Название: Блокадная этика. Представления о морали в Ленинграде в 1941–1942 гг.
Автор: Сергей Яров
Жанр: Документальная литература
isbn: 978-5-227-03767-1
isbn:
В.М. Глинку опередил шедший позади него красноармеец, отбросив мародера. Грабитель и его жертва лежали на снегу, еле шевелясь. Когда через «двадцать шагов» В.М. Глинка обернулся, он увидел, как мародер, словно паук, «опять навалился на умиравшего и роется в его карманах»[247].
Незаметнее всего было грабить на кладбищах, но до них не всякий, решившийся на мародерство, мог дойти. «Кладбища превратились в многотысячную свалку трупов… Все они ограблены», – записала в дневнике 1 марта 1942 г. И.Д. Зеленская[248]. Едва ли на каждый из этих тысяч трупов ей удалось взглянуть, но заметим, что граничившее с цинизмом неуважение к телам погибших вполне могло создать впечатление о процветавшем тут воровстве. Не исключено, что грабили и члены похоронных команд, ко всему быстро привыкавшие. По единичным свидетельствам трудно, правда, понять, считали ли они это мародерством или подготовкой трупов к захоронению. Обобрать трупы и им удавалось не всегда. На кладбищах работали сотни людей разных возрастов и профессий, их действия контролировали – о коллективном сговоре не могло быть и речи. Вероятнее всего, в большинстве случаев грабеж начинался еще до отправки покойных на кладбище. Условия для этого имелись: не охранялись даже места их массовых скоплений в черте города.
Изучая причины мародерства, всегда отмечаешь одно обстоятельство: грабеж мертвых не объяснить только борьбой за выживание. О продовольственных «карточках» и деньгах нет смысла спорить, – но так уж ли необходимы были пелены и одеяла с умерших?

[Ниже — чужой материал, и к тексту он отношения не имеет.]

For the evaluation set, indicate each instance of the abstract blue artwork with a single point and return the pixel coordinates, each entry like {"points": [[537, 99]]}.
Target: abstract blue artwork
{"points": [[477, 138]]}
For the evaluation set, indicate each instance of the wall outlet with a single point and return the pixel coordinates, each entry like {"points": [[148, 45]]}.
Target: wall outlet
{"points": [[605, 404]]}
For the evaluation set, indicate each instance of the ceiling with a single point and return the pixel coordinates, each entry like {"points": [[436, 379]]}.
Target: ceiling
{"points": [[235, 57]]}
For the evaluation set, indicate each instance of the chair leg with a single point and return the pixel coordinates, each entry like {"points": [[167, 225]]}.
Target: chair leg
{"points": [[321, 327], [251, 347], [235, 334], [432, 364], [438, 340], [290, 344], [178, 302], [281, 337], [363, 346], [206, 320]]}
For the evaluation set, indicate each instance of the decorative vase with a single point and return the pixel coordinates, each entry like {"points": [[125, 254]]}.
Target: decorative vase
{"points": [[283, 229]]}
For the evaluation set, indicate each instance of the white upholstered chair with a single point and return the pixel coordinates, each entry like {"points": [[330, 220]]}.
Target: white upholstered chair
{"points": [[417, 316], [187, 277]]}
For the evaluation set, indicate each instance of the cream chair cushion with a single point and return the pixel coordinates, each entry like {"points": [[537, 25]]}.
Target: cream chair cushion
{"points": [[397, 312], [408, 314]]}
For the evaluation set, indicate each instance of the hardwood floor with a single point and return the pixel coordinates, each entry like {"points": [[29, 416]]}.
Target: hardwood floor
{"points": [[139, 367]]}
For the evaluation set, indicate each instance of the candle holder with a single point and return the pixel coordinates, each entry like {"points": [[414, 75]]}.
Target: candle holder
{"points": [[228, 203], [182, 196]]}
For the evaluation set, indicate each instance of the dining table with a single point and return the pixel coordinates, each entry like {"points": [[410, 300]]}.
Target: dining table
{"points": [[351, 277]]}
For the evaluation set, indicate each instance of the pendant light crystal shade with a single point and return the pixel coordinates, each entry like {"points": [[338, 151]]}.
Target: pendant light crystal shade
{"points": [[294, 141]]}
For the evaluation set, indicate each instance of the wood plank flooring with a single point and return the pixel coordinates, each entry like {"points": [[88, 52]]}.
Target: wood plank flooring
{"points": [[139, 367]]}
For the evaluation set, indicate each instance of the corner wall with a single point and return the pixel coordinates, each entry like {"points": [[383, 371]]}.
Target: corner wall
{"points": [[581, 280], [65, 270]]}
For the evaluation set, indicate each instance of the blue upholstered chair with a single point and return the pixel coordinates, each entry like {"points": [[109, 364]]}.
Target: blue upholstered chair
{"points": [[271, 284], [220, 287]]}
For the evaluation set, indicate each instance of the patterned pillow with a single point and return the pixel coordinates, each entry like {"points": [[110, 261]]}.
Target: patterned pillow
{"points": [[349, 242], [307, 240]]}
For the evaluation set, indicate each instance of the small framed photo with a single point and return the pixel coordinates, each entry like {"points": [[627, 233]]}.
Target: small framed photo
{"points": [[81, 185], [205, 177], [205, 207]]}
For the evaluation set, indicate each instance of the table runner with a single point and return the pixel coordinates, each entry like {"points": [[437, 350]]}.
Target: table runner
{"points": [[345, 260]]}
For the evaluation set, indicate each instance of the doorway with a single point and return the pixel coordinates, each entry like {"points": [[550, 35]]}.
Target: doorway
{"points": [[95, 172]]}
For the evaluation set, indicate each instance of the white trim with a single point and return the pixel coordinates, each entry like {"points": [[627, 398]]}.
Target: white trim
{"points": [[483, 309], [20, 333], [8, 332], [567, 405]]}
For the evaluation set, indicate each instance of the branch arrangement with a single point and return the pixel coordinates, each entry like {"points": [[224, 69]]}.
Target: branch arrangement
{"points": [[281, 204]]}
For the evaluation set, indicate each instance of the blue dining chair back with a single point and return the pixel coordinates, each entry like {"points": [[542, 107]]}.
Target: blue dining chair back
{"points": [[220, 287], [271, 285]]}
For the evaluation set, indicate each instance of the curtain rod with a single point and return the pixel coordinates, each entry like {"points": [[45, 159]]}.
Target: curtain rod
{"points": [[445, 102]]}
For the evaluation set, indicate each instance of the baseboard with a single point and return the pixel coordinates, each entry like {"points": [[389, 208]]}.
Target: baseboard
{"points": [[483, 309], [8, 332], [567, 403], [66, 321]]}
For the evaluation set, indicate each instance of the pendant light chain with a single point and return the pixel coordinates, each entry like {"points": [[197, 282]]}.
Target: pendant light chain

Что-то, конечно, несли на рынки для обмена – но много ли хлеба можно было по тогдашней блокадной шкале выменять на чулки? Возникает ощущение, что все это обусловлено не столько военным, сколько довоенным бытом. Есть свидетельства о том, как блокадники буквально со стоном решались нести одежду на продажу, как вспоминали при этом, сколько времени копили деньги на пальто или платье и как трудно это далось. Это чувство прошлой нищеты никуда не ушло. Не всякий (далеко не всякий!) мог снять платок с умершей – но соблазн был, он имел оправдание, и отрицать его бесполезно, особенно, если учесть, сколь слабой являлась охрана правопорядка в «смертное время». И аргументы находили быстрее и легче, и на других, столь же озабоченных выживанием и часто не разбиравших средств, можно было не всегда оглядываться.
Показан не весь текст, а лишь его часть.